Услышав это выражение, принятое в среде художников, Вервель нахмурился. Сей торговец вел за собой другие сорта овощей в лице своей супруги и дочери. Физиономия супруги была «отделана под красное дерево», а вся она походила на кокосовый орех, перехваченный поясом и увенчанный головкой. Она катилась на круглых ножках, одетая в желтое платье с черными полосами, и горделиво выставляла напоказ экстравагантные митенки, обтягивавшие ее руки, вздутые, словно перчатки на вывесках. На шляпе ее колыхались страусовые перья, обычно украшающие катафалк на торжественных похоронах; на пышные шарообразные плечи ниспадали спереди и сзади кружевные оборки; таким образом, сферические контуры кокосового ореха были выдержаны полностью.
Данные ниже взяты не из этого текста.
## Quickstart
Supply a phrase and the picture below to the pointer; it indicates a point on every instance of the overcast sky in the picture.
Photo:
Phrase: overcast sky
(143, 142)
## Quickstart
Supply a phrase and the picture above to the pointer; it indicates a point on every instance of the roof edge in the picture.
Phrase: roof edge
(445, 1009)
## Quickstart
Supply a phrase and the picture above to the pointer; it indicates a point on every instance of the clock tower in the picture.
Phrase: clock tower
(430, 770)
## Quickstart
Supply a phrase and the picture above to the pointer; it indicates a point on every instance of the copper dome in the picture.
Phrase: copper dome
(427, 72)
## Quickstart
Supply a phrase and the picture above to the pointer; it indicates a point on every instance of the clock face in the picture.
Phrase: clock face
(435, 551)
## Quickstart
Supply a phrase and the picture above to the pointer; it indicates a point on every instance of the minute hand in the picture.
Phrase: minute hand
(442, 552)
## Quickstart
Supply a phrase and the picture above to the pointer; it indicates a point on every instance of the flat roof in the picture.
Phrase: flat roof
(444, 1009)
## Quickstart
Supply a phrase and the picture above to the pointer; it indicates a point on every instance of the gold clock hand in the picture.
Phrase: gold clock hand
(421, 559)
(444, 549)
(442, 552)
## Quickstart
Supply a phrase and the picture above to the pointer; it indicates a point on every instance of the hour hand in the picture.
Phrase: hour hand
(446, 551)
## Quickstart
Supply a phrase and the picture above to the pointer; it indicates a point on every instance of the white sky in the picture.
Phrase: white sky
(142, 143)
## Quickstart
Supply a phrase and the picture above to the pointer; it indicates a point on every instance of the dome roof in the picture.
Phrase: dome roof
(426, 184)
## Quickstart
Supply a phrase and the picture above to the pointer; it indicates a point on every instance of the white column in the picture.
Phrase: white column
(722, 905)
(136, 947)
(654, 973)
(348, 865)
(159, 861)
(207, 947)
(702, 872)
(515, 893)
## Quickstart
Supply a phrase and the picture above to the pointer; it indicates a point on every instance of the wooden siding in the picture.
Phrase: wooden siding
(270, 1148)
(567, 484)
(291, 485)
Ее ноги — художники называют такие ноги колодами — выпирали пухлыми складками из лакированных полусапожек. Как эти ноги влезли в башмаки — уму непостижимо!
Следом выступала молодая спаржа в зеленовато-желтом платье; у нее была маленькая головка с гладко уложенными волосами морковно-желтого цвета, столь излюбленного римлянами, веснушки на довольно белой коже, большие невинные глаза с белесыми ресницами и жиденькими бровями, добродетельные красные и жилистые руки и ноги, как у матери; ее шляпка из итальянской соломки, обшитая белой атласной ленточкой, была украшена двумя наивными шелковыми бантами. Пока все трое осматривали мастерскую, на их счастливых лицах было написано почтительное восхищение искусством.
— Так это вы, сударь, сделаете наши изображения? — спросил отец, напыжившись для храбрости.
— Да, сударь, — ответил Грассу.
— Вервель, у него крест, — шепнула супруга, когда художник повернулся спиной.
— Разве я стал бы заказывать портреты художнику, не удостоенному награды?.. — произнес бывший торговец бутылками.
Элиас Магус откланялся и вышел; Грассу проводил его до лестничной площадки.